Выпьем давай за всё хорошее,
Пусть субмарина всплывёт из прошлого!
Эй, капитан, возьми нас в плаванье!
Все по местам!..
Из репертуара группы «Грассмейстер» –
«Время цветов»

– Для бешеной собаки семь вёрст не крюк!
Ирма шла по улице под руку с Даниилом, весело смотря по сторонам. Спутник её старался выглядеть уверенным, но ему чем дальше – тем больше казалось, что идут они не туда.
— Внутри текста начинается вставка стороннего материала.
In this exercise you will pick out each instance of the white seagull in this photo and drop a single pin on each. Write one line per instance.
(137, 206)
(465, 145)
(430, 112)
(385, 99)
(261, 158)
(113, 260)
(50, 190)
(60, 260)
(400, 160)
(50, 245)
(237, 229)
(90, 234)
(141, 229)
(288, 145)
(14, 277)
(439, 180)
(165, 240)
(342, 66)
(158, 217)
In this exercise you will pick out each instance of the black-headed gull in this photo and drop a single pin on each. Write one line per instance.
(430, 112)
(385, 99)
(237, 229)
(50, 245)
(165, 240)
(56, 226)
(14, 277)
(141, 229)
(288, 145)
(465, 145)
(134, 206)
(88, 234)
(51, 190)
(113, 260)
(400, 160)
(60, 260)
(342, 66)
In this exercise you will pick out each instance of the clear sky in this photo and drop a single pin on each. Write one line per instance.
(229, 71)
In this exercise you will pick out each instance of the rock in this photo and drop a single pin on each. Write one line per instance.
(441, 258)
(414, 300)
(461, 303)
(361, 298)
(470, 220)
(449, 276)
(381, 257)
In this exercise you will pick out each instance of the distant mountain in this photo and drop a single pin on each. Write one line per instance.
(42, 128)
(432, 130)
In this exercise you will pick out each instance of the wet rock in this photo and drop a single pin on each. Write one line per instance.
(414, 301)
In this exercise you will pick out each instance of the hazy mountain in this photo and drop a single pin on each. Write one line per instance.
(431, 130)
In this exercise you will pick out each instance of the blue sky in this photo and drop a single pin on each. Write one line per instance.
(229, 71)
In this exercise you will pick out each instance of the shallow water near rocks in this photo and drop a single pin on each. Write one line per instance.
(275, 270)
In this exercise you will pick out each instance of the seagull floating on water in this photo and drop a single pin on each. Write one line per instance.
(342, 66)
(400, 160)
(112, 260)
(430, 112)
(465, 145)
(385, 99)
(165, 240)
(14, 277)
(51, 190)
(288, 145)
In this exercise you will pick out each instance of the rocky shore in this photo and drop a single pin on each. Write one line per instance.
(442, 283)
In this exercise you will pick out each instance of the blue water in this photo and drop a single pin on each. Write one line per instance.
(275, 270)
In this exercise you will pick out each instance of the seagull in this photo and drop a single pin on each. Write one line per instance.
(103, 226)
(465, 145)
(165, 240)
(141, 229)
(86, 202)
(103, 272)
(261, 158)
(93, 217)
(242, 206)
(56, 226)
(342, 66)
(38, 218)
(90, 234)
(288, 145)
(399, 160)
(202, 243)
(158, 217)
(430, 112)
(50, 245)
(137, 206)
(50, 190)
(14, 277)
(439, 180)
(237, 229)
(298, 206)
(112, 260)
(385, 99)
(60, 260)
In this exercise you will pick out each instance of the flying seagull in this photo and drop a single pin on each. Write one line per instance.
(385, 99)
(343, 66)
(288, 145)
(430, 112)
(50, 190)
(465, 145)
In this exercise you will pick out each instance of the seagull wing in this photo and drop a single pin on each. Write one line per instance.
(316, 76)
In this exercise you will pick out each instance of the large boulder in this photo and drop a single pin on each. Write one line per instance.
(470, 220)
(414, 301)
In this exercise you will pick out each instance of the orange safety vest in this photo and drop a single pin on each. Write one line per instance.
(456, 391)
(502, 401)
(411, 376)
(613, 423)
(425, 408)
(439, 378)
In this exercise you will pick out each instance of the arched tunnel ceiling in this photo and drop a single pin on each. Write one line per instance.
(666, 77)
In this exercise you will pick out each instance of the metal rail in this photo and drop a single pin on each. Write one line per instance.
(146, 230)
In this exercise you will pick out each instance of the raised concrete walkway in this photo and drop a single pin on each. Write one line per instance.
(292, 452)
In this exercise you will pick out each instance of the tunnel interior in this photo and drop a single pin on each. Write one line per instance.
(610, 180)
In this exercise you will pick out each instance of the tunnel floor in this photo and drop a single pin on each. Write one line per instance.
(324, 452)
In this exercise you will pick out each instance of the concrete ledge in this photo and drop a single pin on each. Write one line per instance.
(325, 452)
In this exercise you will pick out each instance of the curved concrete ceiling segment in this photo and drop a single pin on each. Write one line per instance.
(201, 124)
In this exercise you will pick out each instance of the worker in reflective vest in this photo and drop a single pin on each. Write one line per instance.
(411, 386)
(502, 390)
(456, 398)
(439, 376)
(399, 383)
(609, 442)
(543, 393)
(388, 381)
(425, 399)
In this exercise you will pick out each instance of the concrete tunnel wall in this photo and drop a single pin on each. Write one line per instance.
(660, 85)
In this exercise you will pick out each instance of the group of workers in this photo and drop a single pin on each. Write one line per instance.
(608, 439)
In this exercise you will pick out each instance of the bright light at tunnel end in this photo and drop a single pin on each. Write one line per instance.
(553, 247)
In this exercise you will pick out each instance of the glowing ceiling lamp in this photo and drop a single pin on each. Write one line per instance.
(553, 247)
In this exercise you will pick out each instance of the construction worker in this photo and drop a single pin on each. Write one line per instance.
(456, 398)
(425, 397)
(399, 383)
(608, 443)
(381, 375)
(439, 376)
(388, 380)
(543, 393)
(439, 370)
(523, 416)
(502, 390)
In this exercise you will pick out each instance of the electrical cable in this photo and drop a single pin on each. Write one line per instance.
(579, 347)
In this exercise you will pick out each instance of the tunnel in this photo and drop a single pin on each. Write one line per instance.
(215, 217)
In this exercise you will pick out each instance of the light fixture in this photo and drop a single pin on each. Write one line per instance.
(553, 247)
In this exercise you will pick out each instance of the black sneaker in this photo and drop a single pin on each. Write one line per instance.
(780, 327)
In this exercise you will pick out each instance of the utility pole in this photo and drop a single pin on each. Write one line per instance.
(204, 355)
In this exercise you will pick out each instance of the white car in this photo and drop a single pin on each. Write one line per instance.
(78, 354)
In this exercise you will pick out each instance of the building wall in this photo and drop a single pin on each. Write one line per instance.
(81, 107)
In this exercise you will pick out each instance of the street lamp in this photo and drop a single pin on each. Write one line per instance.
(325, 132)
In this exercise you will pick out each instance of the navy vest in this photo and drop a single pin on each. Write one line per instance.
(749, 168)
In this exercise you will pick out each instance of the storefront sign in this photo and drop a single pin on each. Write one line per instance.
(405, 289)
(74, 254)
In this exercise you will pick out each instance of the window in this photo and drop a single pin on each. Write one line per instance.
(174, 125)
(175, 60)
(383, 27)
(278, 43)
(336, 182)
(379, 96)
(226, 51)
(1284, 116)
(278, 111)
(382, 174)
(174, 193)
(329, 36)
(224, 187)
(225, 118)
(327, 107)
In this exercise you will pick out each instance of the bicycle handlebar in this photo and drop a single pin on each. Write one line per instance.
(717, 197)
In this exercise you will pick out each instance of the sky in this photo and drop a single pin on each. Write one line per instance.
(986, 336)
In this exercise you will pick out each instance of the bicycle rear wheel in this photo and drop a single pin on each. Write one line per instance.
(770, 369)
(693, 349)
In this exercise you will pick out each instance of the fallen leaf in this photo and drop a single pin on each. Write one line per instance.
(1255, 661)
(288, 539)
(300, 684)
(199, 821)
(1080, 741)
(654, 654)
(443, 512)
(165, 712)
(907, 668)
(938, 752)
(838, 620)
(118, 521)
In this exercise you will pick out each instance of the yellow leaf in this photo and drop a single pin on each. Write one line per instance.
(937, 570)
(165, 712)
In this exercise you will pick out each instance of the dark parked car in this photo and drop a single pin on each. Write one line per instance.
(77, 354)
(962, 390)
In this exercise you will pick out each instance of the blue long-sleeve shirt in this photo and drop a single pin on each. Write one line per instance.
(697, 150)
Девочка-Скерцо тоже подозревала нечто подобное, но её это только веселило. Они двое могли ведь поехать вместе с Кракозябриком, которая бывала у Арефьевых не раз и дорогу помнила прекрасно. Но Даня зашёл за Ирмой гораздо раньше, чем собиралась выходить Лида. Долговязому рыцарю хотелось показать своей даме кое-какие московские достопримечательности. А потом не спеша поехать в гости, руководствуясь старой памятью и полученными инструкциями.
Прогулка удалась, хоть и затянулась. Даже здесь, на заключительном этапе пути, выйдя из метро и очутившись в непрестижном, хотя и довольно старом уже московском районе, почти на окраине, с её бестолковыми закоулками и кучей детских учреждений, утопавших в черёмухе и будущей сирени, – даже здесь Девочка-Скерцо не уставала всё оглядывать, любоваться либо ехидно комментировать. А кроме того, скакать по бордюрам тротуаров, крутиться на каруселях, к ужасу и восторгу местной малышни, составлявшей компанию, и лазить по угловому фонтанчику, под тучей мельчайших водяных брызг.
Даниил любовался девушкой, но потихоньку ситуация начинала его утомлять.
– Ирма, всё это, конечно, очаровательно, но мы ведь так никогда не придём!
Она кивнула и спрыгнула с бортика фонтана. Перейдя улицу, эти двое решительно зашагали в направлении, показавшемся им верным.
И шли, и шли, пока гостья столицы не забеспокоилась:
– Дань, а мы вообще правильно идём?
– Конечно… Не забывай – один раз я у них уже бывал, давно, правда…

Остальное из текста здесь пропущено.